Несмотря на все это, Полибий, конечно, остается первоклассным авторитетом, но было бы нелепо всецело отдаться в его власть. Перед лицом той безоговорочной определенности, с которой выступает римская легенда, и при том глубоком уважении к римской государственности, которое воодушевляло самого Полибия в его работе, он не смог придать своей критике всепроницающей силы, какая требуется в науке для достижения полной ясности. Исследование Лемана позволяет с большою вероятностью предполагать, что очень многое в сообщениях Полибия ведет свое происхождение от эпоса Энния. Конечно, Полибий не был настолько наивен, чтобы принимать картины героического эпоса за историческую действительность. Но в кругу Сципионов, где он жил и собирал свои сведения, образы поэтической фантазии Энния постепенно сливались с подлинно историческим преданием, так что сами рассказчики зачастую не могли с уверенностью различать эти два элемента, и через этот промежуточный слой (за счет которого, несомненно, надо отнести, между прочим, аппиановский рассказ о поединке между двумя полководцами) фантастический элемент проник также и в изложение рационалиста-аналитика Полибия.
2. Основными моментами в рассказе Полибия о Нараггаре, к которому нужно отнестись критически, являются следующие.
Полибий не приводит никакого обоснования дистанции между гастатами и принципами; вместо этого он упоминает о другом новшестве, которое ввел Сципион вразрез с установленным римским обычаем: манипулы поставлены были не против интервалов, как обычно, а в затылок одна за другой. Сделано это было, по словам Полибия, вследствие значительного числа слонов у неприятеля. Против этого можно привести ряд возражений: во-первых, римляне не могли знать заранее, что Ганнибал на этот раз выставит слонов не с кавалерией, а перед пехотой; во-вторых, коль скоро эшелоны были разделены дистанцией, ставить манипулы одну за другой было совершенно нецелесообразно: если даже допустить, что слоны в угоду римлянам побегут прямо по коридорам интервалов, то все же нельзя было бы ожидать, что они неуклонно будут держаться прямой; ведь стоило бы им уклониться хотя бы на два-три шага вправо или влево, и они уже не попали бы в интервалы второго эшелона. Для нас ясно, что в это очень важное и совершенно правильное историческое воспоминание о вновь введенной дистанции между эшелонами, мало интересовавшее Энния, вмешались картины атаки слонами, которые он изобразил так, как они рисовались ему по свободным законам опоэтизированной им тактики.

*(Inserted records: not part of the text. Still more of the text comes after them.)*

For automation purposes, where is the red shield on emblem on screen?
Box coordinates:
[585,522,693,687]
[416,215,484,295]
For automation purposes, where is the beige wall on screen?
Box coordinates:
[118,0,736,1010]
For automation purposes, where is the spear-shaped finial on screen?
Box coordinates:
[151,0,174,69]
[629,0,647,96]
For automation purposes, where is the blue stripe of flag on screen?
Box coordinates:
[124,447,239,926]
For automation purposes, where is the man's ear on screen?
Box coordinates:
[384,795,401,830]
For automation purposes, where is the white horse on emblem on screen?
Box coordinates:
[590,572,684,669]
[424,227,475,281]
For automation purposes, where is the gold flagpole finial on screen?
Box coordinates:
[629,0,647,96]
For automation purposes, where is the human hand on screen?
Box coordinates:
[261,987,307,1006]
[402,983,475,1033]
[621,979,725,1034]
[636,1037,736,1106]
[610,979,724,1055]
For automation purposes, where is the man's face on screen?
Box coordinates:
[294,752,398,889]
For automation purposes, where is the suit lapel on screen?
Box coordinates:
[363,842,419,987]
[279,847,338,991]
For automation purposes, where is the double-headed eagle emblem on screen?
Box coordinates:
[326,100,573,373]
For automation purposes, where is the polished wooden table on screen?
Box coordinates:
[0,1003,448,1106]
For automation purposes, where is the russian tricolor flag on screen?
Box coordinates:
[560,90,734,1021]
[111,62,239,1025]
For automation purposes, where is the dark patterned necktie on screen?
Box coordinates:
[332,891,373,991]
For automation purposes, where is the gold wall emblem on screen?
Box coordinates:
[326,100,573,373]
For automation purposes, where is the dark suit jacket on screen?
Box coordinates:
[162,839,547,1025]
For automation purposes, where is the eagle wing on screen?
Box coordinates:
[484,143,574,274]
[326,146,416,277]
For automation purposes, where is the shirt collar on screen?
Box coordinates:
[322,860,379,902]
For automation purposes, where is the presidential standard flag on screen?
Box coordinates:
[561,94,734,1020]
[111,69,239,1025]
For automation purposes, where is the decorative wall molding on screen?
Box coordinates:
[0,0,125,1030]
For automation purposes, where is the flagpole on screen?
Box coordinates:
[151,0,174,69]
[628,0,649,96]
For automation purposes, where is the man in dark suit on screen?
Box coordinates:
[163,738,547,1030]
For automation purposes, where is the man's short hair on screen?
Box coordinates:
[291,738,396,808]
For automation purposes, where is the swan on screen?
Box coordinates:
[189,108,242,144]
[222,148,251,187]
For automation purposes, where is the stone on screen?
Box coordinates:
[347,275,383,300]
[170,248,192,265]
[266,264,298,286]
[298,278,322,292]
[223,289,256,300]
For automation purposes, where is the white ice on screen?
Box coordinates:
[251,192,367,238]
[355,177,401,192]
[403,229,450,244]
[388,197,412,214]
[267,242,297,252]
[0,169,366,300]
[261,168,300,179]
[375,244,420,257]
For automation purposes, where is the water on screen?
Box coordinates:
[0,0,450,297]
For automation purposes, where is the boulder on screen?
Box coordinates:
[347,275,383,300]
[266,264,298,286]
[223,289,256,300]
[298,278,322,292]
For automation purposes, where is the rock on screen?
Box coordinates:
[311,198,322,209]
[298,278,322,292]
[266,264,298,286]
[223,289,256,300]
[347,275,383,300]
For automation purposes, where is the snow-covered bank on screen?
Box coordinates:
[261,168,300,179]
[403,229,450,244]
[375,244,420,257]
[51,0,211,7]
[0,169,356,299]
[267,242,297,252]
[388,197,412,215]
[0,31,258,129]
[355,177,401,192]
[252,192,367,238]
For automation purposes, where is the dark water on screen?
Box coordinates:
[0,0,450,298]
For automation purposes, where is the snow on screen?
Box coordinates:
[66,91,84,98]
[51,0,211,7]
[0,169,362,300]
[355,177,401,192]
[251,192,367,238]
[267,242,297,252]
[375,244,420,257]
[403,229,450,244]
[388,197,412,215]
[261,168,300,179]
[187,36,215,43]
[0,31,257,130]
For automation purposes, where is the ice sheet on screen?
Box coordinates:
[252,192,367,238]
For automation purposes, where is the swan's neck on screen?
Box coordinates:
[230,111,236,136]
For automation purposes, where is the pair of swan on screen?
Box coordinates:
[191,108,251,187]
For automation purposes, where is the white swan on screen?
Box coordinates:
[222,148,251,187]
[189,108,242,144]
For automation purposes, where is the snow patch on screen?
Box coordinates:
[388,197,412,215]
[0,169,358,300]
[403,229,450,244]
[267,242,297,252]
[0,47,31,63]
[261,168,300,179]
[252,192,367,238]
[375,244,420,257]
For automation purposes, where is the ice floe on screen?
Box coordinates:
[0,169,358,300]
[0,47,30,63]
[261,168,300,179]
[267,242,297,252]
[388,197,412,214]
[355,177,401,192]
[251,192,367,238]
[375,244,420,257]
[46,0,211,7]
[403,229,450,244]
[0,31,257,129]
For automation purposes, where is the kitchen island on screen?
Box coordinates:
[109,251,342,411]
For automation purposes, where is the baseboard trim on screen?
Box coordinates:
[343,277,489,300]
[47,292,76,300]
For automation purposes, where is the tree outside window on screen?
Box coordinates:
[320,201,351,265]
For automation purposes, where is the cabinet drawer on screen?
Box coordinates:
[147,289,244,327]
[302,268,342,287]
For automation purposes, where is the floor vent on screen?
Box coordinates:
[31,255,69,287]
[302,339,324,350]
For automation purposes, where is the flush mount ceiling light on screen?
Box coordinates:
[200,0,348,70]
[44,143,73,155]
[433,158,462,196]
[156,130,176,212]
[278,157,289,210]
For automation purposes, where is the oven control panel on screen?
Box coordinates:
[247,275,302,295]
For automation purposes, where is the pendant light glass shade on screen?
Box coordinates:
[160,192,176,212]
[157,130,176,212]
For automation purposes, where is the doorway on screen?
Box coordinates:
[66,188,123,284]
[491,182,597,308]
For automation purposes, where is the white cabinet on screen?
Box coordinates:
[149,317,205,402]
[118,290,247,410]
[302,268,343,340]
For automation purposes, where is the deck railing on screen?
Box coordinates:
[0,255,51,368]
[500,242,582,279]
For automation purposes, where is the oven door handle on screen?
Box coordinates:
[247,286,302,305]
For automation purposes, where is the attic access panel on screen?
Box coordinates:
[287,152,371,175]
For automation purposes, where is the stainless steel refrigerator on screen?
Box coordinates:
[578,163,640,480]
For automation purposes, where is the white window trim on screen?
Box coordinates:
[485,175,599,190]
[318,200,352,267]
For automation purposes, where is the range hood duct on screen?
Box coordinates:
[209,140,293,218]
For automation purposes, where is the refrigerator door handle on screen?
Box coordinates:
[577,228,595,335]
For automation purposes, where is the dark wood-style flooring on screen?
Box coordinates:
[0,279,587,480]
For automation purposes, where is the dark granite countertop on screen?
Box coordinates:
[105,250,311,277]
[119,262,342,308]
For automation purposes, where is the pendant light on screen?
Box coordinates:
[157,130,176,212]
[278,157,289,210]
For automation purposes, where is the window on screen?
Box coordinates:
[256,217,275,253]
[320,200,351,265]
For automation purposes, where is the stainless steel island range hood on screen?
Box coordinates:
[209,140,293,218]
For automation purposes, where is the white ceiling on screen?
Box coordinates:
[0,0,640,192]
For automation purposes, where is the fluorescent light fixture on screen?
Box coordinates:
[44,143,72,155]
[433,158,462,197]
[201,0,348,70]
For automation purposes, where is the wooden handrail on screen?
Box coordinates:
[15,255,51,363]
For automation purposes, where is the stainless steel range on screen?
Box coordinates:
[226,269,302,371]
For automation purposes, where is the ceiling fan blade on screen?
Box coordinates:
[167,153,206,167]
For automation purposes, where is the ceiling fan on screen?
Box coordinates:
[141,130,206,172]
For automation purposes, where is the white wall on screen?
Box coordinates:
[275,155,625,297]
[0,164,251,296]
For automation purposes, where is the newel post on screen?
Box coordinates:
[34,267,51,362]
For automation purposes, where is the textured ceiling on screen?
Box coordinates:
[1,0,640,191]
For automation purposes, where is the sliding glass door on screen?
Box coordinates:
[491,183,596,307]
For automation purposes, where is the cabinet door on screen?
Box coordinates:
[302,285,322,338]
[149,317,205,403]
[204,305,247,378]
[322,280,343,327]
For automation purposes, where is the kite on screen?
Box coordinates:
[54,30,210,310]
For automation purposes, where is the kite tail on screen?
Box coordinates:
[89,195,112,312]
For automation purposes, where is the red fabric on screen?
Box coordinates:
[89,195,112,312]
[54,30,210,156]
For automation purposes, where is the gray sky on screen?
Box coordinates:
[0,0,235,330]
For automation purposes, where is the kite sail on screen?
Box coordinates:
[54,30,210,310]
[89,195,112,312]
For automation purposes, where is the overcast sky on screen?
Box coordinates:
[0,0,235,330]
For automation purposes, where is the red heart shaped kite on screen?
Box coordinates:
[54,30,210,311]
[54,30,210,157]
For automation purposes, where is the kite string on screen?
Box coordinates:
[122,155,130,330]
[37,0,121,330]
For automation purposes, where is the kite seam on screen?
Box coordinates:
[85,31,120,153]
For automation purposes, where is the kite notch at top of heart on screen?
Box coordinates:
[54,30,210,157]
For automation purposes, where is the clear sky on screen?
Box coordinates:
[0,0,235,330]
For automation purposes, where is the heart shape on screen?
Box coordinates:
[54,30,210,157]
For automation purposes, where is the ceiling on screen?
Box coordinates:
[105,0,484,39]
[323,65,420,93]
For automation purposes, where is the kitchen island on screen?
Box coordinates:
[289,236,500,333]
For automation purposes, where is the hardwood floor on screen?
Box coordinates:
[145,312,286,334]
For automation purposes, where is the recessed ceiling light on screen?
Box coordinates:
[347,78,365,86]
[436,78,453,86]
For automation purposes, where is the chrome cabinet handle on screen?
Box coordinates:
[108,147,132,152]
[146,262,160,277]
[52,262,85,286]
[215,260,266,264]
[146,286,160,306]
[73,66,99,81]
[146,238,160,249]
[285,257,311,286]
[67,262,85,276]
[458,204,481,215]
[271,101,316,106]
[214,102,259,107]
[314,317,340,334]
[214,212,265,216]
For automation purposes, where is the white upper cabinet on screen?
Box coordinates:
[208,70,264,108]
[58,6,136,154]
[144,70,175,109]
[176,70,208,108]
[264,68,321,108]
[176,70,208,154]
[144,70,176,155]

Интервалы между манипулами гастатов Сципион заполнил велитами, которые должны были высыпать отсюда вперед. Трудно усмотреть какое-либо основание, почему как раз в этом сражении велиты должны были стоять сначала в интервалах. Ведь таким образом было бы утрачено преимущество, представляемое интервалами при походе. Леман выдвинул предположение, что дело идет здесь только о расстановке при первом сборе, еще до выступления, когда Сципион держит речь перед войском, а потому требуется возможно более тесное построение.
Леман с несомненностью доказал, что первая линия Ганнибала (лигуры, кельты, балеары, мавры) состояла из застрельщиков. Следовательно, мы не можем назвать ее линией в том смысле слова, какой мы принимаем по нашей терминологии.
Римляне тоже, как с большою вероятностью выводит Леман, стояли в две линии, причем принципы и гастаты примыкали друг к другу. При нормальной численности манипул создается в таком случае некоторая нецелесообразность; вторая линия оказывается значительно сильнее первой, тогда как по самой природе вещей скорее допустимо обратное. Застрельщики, которых можно причислить к первой линии, не меняют положения. Первая линия должна быть всегда настолько сильна, чтобы во всяком случае выдержать фронтальную атаку неприятеля. Сципион, несомненно, уравновесил это тем или иным способом.
Искусственная задержка начала борьбы между фалангами нашла такое отражение в римской легенде: карфагенская линия, состоявшая из гражданского ополчения, - вместо того чтобы двинуться вслед за передовыми отрядами, - из-за трусости задержалась, и застрельщики истолковали это, как предательство.